Каннибалы! Мы не на Тверди больше, раз здесь богоподобные восхваляют свое проклятие! – Гордей уложил голову на гладкий корень и сполз вниз. – Камни Молчащих Слов. Они говорят о хребте. Почему им это так интересно? И кто нас пропустил? Или что нас не должно было пропускать? Ведь то был самый спокойный участок пути. Никаких опасностей – только тишина. Молчание. И только ты сам... и непредсказуемая Октис. – Книжник подумал еще немного. – Я чуть не умер там – на самом спокойном отрезке. – Теперь он умрет здесь, а потому осознание былой опасности не сильно испугало его.

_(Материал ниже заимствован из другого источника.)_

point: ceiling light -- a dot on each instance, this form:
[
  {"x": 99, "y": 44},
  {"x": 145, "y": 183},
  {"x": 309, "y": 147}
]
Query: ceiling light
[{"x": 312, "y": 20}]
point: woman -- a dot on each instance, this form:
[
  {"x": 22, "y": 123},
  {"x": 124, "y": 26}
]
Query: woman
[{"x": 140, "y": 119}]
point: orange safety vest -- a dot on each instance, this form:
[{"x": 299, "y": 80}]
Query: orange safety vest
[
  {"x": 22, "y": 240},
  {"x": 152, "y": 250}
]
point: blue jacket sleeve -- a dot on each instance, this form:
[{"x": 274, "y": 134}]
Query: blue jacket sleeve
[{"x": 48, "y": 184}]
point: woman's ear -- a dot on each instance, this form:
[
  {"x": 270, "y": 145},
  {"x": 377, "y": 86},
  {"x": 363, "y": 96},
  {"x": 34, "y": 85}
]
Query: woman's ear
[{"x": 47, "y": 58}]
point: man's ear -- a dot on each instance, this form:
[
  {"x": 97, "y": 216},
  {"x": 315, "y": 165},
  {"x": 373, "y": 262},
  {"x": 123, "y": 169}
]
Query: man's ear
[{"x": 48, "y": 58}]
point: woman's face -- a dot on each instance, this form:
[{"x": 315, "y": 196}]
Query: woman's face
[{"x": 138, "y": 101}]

Гордей готовился к смерти. Вот только он не знал, в чем заключается подобная подготовка. Смириться со скорым окончанием своего пути? Никак нельзя это сделать в срок нескольких ударов сердца. Пускай и таких медленных. Да и за большее время не достичь результата. Было бы написано это в его драгоценных книгах, в записках самых умных людей, когда-то живших и повидавших многое... они все равно не помогли бы остановиться ему – мечущемуся во тьме, где должно быть столько мыслей и знаний. Пустота – они исчезли. Испугались и сбежали. Никто из них не мог стать ему опорой в этот миг.

Голос Октис, вдруг прозвучавший совсем рядом, оказался единственным, что Гордей нащупал во тьме. Он открыл глаза, чтобы еще раз убедиться в истинности ее существования.

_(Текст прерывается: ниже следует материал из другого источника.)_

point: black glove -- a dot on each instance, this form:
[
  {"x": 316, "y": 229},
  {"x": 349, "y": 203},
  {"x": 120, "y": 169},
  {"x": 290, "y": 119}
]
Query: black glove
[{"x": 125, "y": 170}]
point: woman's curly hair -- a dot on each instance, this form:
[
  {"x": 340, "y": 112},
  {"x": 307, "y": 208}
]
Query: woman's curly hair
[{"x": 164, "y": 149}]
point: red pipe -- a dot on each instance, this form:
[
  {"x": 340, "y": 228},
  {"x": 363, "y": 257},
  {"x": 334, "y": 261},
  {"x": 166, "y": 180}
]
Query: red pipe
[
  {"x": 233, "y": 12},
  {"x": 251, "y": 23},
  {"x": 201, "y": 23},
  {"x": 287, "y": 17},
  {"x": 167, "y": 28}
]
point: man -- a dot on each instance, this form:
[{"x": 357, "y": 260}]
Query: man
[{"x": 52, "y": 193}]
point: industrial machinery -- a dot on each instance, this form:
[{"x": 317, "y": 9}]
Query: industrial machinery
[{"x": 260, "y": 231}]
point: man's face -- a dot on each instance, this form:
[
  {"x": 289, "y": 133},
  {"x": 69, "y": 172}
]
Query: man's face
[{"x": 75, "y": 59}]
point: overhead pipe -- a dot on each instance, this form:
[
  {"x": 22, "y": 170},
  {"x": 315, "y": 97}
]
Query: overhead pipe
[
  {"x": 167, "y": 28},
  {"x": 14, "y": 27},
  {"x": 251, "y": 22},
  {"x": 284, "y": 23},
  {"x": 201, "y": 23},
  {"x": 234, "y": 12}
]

Договорись с ними! Если они говорят с тобой, то, ради всех Богов, договорись с ними! – Почти вслух вымолил он. – Ведь ты с ними заодно и готова сожрать все, что любишь!

– Слова лишь гнали меня вперед, но не свели с пути. – После раздумий заявила Октис.

Даже самые упертые и неподвижные из охотников переглянулись. По-видимому, уроки громкой речи для перволинейных производили на цахари большее впечатление, чем признания в убийстве их соратников и родственников.

– Ты убила сегодня хороших добытчиков. – Вещал голос леса. – Это плохая охота. Стае пришла убыль. Ты должна возместить, и охота закончится.

***

Она приготовилась к мести цахари, бесполезно до боли сжимая гладкое древко.

Октис передернуло: поневоле она вдруг представила, как тело ее, медленно вращаясь, жарится на вертеле. – Предательское воображение! Черви! Черви! Черви!

– Займи их место. – Прозвучал приговор старшего – словно брошенное копье, которое Октис ожидала куда больше.

– Что? – Прошипела она.

– Раз ты убила шестерых охотников – значит, и охотиться можешь вместо них.

Октис растерянно соображала, пытаясь осмыслить слова вожака охотников.

– Отдаться вам? Живой? – Недоверчиво переспросила она.

– Да.

– Чтобы охотиться для стаи? Человек среди цахари?

– Да.

– А те, которых вы развесили по лесу?! Их вы тоже пригласили в охотники?!

– Они не охотники. Они не понимали охоты. Ты – да, ты – поймешь.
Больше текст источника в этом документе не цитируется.